Karena Lewi adalah pemungut cukai, maka teman-teman pergaulannya juga para
pemungut cukai. Singkatnya pesta pengucapan syukur itu dipenuhi oleh pendosa
yang jauh dari sucinya agama (ay. 29).
Orang Farisi
yang memang sejak awalnya tidak menyukai Tuhan Yesus menemukan satu alasan lagi
untuk menyalahkannya. Mereka berkata: ‘Lho rohaniwan kog bergaulnya sama
pendosa? – Pasti ia bukan rohaniwan sejati.’ Dari tuduhan itulah, Tuhan
mengatakan bahwa Ia datang untuk orang berdosa, bukan untuk orang benar; untuk
orang sakit, bukan orang sehat (ay. 30-32). Apakah Tuhan membenci orang benar?
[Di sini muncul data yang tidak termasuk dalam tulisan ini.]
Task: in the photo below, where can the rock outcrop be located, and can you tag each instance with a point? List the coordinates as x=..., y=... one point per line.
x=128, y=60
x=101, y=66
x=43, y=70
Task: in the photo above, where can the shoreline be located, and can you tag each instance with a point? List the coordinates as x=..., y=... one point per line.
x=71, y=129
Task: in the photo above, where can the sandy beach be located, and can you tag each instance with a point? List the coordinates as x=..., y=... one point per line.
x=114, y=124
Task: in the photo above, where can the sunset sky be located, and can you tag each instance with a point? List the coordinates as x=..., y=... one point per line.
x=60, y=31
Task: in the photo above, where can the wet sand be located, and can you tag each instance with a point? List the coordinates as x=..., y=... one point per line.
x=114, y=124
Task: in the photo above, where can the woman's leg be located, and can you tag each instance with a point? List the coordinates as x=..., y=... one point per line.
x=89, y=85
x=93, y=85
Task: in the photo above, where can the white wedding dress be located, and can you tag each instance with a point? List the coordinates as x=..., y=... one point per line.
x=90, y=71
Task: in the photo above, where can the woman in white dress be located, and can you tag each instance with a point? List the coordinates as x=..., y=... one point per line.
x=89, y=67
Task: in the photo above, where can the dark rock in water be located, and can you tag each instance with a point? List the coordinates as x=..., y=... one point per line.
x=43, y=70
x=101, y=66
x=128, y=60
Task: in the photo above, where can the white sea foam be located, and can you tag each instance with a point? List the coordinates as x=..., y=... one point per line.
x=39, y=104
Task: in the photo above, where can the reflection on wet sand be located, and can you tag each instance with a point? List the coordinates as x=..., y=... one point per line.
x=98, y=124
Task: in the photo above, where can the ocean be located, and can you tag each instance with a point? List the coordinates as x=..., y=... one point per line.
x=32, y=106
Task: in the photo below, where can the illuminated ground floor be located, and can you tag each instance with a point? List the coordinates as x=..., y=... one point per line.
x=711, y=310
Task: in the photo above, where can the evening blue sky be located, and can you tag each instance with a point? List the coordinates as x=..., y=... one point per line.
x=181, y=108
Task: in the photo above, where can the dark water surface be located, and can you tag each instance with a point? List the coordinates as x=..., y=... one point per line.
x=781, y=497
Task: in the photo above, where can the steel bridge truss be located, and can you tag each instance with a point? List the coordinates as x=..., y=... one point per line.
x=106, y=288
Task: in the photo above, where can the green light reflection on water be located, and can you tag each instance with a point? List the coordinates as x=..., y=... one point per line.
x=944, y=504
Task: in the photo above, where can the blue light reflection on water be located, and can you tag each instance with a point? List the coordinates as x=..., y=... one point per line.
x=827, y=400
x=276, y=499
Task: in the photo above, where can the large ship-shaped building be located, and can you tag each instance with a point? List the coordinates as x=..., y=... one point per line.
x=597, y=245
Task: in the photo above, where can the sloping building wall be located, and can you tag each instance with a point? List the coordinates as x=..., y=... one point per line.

Tidak. Tapi Tuhan Yesus melandasi perkataannya di atas 3 dasar: (1) Kritik
terhadap orang Farisi yang merasa benar secara ritual, tetapi bobrok secara
etika dan moral; (2) Kritik terhadap orang Farisi yang merasa benar sendiri dan
selalu memandang orang rendah orang lain yang tidak sebaik dirinya; (3) Tuhan
Yesus datang supaya orang-orang memperoleh keselamatan melalui pertobatan. Yang
merasa benar tentu tidak memerlukan Tuhan Yesus. Yang merasa sehat, tentu tidak
memerlukan dokter. Hanya yang berdosa akan mencari Tuhan Yesus, sumber
keselamatan itu.
Natal telah
tiba. Tuhan Yesus sudah datang. Sudahkan kita mengalami kedatangan-Nya dengan
bertobat dan memulai hidup yang baru? Semua proses pertobatan dimulai dari
pengakuan yang jujur akan kejahatan dan dosa-dosa kita.